# Scikit learn basics

Scikit-learn is a powerful, open-source machine learning library for Python. It's built on NumPy, SciPy, and Matplotlib, and it offers simple and efficient tools for predictive data analysis. It's accessible to everybody and reusable in various contexts. Scikit-learn is known for its ease of use and its ability to handle complex data operations with just a few lines of code.

Here are some of the basics of scikit-learn that cover its core functionalities:

## Installation
If you don't have scikit-learn installed, you can install it using pip:

In [1]:
# !pip install -U scikit-learn

## Importing Scikit-learn
To use scikit-learn, you first need to import it, along with other libraries it depends on, like NumPy and Pandas.

In [2]:
import numpy as np
import pandas as pd
from sklearn import datasets, metrics

## Working with Datasets
Scikit-learn comes with a few standard datasets, like the iris and digits datasets for classification and the Boston house prices dataset for regression.

In [3]:
# Load dataset
iris = datasets.load_iris()
X, y = iris.data, iris.target

## Data Preprocessing
Data preprocessing is crucial in machine learning. Scikit-learn offers tools for normalization, binarization, encoding categorical variables, imputing missing values, and more.

In [4]:
from sklearn import preprocessing

# Standardization
X_scaled = preprocessing.scale(X)

## Splitting Data
You usually split your data into a training set and a test set. The training set is used to build and train the model, while the test set is used to evaluate its performance.

In [5]:
from sklearn.model_selection import train_test_split

X_train, X_test, y_train, y_test = train_test_split(X, y, test_size=0.3)

## Model Selection
Scikit-learn implements a wide range of machine learning algorithms. You can choose one based on your problem.

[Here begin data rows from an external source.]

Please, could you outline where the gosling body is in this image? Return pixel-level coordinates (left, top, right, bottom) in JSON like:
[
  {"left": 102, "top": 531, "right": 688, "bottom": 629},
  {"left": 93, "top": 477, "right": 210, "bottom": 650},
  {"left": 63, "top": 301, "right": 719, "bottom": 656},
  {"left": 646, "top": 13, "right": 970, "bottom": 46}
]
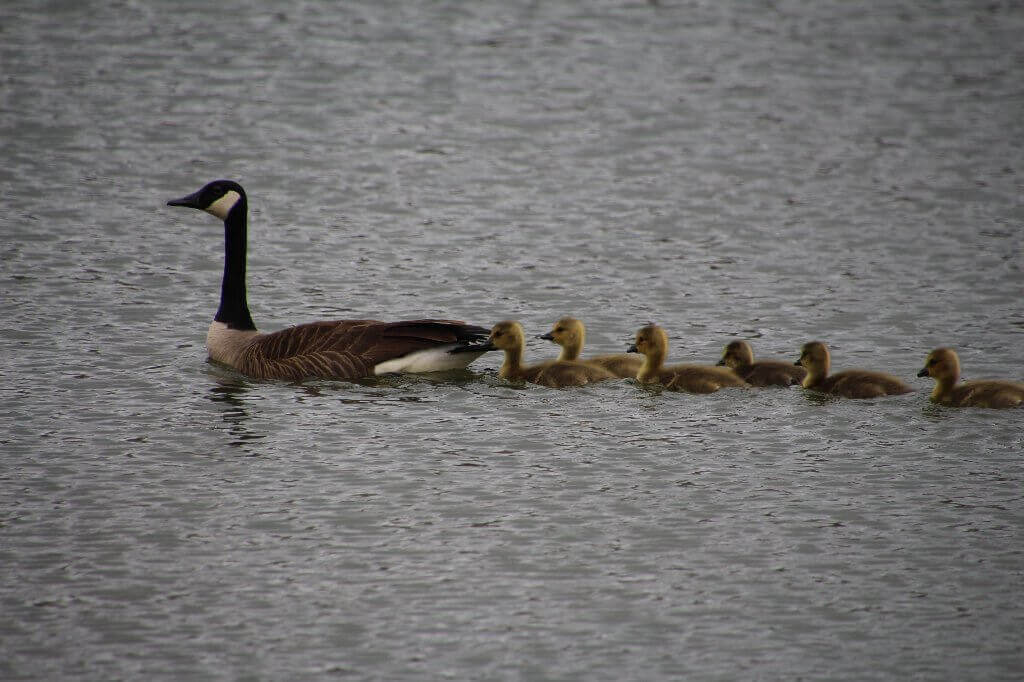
[
  {"left": 629, "top": 325, "right": 749, "bottom": 393},
  {"left": 718, "top": 341, "right": 807, "bottom": 386},
  {"left": 796, "top": 341, "right": 913, "bottom": 398},
  {"left": 482, "top": 319, "right": 616, "bottom": 388},
  {"left": 918, "top": 348, "right": 1024, "bottom": 409},
  {"left": 168, "top": 180, "right": 487, "bottom": 381},
  {"left": 539, "top": 317, "right": 643, "bottom": 379}
]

For example, using a Random Forest Classifier:

In [6]:
from sklearn.ensemble import RandomForestClassifier

# Create a Gaussian Classifier
clf = RandomForestClassifier(n_estimators=100)

# Train the model using the training sets
clf.fit(X_train, y_train)

# Predict the response for the test dataset
y_pred = clf.predict(X_test)

## Model Evaluation
Scikit-learn provides several methods to evaluate the performance of a model, depending on the type of machine learning algorithm used.

In [7]:
# Import scikit-learn metrics module for accuracy calculation
from sklearn import metrics

# Model Accuracy, how often is the classifier correct?
print("Accuracy:", metrics.accuracy_score(y_test, y_pred))

Accuracy: 0.9555555555555556


## Model Persistence
You can save a model in scikit-learn by using Python’s built-in persistence model, `pickle`.

In [8]:
import pickle

# Save to file in the current working directory
pkl_filename = "pickle_model.pkl"
with open(pkl_filename, 'wb') as file:
    pickle.dump(clf, file)

To load the model back:

In [9]:
with open(pkl_filename, 'rb') as file:
    pickle_model = pickle.load(file)

These are the basics to get you started with scikit-learn. The library offers a lot more functionality and is incredibly powerful in the hands of someone who knows how to use it. Its ease of use and variety of tools make it the go-to library for many data scientists and machine learning practitioners.